Hilfe, eine Green Flag!

In den letzten drei Jahren habe ich einige Männer gedatet. Mehr, als hier nieder geschrieben. Alle waren Red Flags, welche ich früher oder später dann auch mal erkannt habe. Sie waren oft nicht einmal gut versteckt, ich wollte sie nicht sehen – für mich werden sie sich ändern. Hust.
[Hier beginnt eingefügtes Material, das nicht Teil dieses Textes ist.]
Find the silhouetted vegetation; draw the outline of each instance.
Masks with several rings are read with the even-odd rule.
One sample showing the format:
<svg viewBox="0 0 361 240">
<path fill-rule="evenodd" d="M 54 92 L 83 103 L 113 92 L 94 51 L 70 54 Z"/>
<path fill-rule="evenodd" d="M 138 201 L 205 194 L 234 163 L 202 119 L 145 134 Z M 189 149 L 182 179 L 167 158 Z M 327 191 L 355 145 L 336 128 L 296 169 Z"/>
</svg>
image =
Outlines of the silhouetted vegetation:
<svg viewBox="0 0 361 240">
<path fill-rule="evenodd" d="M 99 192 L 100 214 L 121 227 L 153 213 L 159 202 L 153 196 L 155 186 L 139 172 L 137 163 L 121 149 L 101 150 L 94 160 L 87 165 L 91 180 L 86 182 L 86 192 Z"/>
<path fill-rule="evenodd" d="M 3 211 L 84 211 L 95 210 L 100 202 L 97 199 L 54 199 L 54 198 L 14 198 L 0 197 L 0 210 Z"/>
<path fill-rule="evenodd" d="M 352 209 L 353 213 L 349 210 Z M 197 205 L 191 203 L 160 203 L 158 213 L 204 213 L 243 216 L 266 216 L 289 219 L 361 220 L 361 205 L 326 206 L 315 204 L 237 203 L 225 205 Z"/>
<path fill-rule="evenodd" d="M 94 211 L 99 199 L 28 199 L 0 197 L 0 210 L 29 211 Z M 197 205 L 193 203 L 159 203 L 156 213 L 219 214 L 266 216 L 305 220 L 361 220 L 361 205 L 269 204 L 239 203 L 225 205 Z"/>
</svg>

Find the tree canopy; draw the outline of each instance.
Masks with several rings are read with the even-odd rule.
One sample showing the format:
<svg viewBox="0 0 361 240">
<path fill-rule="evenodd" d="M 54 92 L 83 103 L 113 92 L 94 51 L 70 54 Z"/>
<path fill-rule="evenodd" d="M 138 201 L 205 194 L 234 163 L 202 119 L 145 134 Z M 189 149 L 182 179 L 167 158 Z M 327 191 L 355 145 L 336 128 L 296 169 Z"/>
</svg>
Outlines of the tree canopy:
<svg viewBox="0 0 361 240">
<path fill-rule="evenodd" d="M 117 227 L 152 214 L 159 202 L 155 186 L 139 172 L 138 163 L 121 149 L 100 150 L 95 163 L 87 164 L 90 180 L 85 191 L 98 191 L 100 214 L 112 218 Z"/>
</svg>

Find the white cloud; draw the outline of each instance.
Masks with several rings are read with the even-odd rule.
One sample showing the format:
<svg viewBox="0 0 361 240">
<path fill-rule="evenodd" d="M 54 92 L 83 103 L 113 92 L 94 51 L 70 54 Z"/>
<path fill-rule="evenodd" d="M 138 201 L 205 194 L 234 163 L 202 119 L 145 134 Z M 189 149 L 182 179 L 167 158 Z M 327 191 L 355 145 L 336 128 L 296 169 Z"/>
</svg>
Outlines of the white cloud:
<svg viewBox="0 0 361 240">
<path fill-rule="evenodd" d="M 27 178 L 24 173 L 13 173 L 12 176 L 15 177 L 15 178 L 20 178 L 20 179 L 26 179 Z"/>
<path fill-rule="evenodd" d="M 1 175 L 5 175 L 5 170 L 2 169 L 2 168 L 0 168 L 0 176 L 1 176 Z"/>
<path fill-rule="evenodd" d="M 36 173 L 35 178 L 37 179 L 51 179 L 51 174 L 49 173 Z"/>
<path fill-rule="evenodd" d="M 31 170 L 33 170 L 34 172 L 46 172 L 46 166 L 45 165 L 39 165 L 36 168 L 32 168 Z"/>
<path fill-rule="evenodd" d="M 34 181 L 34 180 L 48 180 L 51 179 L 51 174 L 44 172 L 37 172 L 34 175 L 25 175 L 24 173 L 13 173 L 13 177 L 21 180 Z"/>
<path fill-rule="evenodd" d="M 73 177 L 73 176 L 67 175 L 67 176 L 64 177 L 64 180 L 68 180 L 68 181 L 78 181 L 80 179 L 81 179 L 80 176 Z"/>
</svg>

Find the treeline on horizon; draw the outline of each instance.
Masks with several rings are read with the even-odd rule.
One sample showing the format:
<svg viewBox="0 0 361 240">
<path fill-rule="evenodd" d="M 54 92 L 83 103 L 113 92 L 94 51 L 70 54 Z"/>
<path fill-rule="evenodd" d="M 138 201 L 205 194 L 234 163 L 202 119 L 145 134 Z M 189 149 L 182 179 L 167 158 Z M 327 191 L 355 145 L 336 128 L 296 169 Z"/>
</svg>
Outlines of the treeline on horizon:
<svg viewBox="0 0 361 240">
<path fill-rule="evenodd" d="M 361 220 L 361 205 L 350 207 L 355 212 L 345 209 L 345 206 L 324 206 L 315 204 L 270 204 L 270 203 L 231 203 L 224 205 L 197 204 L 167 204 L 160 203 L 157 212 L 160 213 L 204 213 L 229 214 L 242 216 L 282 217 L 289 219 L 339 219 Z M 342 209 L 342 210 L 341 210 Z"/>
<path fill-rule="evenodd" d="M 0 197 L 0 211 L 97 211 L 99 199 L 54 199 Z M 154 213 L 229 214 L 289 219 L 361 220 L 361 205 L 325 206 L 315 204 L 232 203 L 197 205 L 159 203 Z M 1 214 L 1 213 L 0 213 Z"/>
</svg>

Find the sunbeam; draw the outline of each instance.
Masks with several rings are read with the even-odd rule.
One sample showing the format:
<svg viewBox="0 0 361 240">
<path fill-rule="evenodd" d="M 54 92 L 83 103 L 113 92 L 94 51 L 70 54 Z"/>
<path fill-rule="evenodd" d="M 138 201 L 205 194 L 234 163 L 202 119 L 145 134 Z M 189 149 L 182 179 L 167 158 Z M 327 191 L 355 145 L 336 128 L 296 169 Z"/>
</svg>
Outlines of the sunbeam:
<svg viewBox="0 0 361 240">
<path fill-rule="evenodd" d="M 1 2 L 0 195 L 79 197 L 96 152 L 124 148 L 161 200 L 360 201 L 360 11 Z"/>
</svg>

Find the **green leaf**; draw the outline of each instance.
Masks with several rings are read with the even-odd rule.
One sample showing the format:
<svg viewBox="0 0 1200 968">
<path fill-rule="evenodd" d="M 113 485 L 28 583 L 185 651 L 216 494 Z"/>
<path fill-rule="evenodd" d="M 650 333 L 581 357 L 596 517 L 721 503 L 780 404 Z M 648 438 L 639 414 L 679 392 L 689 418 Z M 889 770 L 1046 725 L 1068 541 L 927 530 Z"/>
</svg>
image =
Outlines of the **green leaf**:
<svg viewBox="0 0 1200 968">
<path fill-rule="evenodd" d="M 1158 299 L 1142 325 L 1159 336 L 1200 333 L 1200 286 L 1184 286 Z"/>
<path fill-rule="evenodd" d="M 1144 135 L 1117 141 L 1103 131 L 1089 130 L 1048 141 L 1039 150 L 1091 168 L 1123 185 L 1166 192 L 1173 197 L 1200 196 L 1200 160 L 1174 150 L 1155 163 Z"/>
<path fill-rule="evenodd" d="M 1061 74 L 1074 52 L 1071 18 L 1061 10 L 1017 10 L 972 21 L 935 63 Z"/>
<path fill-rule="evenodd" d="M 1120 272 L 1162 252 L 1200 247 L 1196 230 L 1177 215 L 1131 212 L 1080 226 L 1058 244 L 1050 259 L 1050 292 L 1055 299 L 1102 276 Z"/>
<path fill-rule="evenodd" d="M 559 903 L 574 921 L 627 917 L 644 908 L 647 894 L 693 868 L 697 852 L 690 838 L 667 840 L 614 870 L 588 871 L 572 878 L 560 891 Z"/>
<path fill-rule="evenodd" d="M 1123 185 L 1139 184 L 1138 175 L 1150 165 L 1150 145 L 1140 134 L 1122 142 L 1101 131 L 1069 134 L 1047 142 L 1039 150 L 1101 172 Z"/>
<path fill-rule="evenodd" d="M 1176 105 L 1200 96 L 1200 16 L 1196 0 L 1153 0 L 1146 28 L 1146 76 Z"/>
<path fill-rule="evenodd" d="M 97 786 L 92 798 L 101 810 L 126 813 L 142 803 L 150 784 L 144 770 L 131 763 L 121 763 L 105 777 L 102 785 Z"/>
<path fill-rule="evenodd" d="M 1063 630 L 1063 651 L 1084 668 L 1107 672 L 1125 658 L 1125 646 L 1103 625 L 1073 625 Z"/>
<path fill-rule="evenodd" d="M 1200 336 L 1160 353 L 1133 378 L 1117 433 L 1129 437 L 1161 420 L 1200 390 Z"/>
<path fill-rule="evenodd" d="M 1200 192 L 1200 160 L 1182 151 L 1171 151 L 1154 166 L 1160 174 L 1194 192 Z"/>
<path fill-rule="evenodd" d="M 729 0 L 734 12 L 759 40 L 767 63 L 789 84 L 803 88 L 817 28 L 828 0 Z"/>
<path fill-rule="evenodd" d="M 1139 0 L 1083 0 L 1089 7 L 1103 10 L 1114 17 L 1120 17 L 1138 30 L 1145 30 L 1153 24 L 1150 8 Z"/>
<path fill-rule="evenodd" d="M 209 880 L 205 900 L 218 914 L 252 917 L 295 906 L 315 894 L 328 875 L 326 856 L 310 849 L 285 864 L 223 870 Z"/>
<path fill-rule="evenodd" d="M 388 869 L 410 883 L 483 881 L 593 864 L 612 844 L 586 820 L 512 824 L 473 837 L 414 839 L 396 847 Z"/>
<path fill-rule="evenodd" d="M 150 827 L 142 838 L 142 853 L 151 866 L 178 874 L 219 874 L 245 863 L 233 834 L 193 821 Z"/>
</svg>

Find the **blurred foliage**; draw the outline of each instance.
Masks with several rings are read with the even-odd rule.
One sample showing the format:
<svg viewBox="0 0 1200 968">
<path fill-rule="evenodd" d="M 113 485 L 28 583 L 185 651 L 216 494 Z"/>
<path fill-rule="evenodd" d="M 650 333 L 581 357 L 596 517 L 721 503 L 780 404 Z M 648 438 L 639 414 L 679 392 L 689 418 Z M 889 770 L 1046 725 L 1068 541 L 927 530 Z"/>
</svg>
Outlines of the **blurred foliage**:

Nun ist da also Tom. Bisher habe ich an ihm nicht eine Red Flag gefunden. Natürlich könnte man sagen, ich will sie nicht finden. Aber das entspricht nicht der Realität. Ich bin zu wachsam aus Angst, in drei Monaten wieder mit gebrochenem Herzen zurück zu bleiben. Es hat von vornherein schon fast gruselig perfekt gematcht, weshalb ich vielleicht noch mehr Ängste habe. Das Zusammensein mit ihm ist einfach das, was für mich eine perfekte Beziehung ausmacht: Respektvoller Umgang auf Augenhöhe, fantastischer Sex mit den selben Vorlieben, klare Kommunikation, viele Körperlichkeiten (außerhalb des Sexuellen) und viele gleiche Moralvorstellungen und Charakterzüge.
Und genau da ist das Problem: es scheint perfekt, es „kann“ nicht perfekt sein. Jedenfalls, wenn es nach meinem Kopf geht.

Ich habe Probleme damit es richtig zu genießen. Immer wieder warte ich auf den Moment, an dem sich das Blatt wendet. Zur Zeit ist er krank. Er kommuniziert also „ich kann nicht krank machen, der Betrieb muss laufen. Tagsüber habe ich nur Stress, abends bin ich einfach fertig, genieße meine Ruhe und versuche mich zu erholen“. Jede:r würde jetzt sagen „super dass du das so offen kommunizierst, ich weiß jetzt Bescheid. Melde dich einfach wie es dir passt. Ich bin für dich da“. Was aber bei mir ankommt „ich möchte keine Zeit für dich haben“. Es ist total dämlich und das weiß ich selber, aber diese drei Jahre voller Idioten haben mich scheinbar mehr geprägt, als ich mir eingestehen möchte.

Tom gibt mir mit keinem Wort oder einer bestimmten Handlung das Gefühl, dass ich zweifeln sollte. Diese Nacht lag ich lange wach und habe darüber nachgedacht, warum ich einfach nicht aus diesem Alarmmodus herauskomme. Ich habe unseren ganzen Chat-Verlauf von Nachricht eins auf Tinder bis zu unserer letzten WhatsApp gestern Nacht noch einmal gelesen. Es gibt nicht eine Nachricht, in der man zwischen den Zeilen etwas interpretieren könnte, mit Ausnahme der Mails, die zweideutig flirty sind. Er weiß, dass ich ein totaler Overthinker bin und versucht mir mit seiner Nachricht direkt auch die Gedanken zu nehmen (Beispiel: Ich bin krank und will Ruhe aber zwischen uns alles gut). Dies hilft mir ungemein.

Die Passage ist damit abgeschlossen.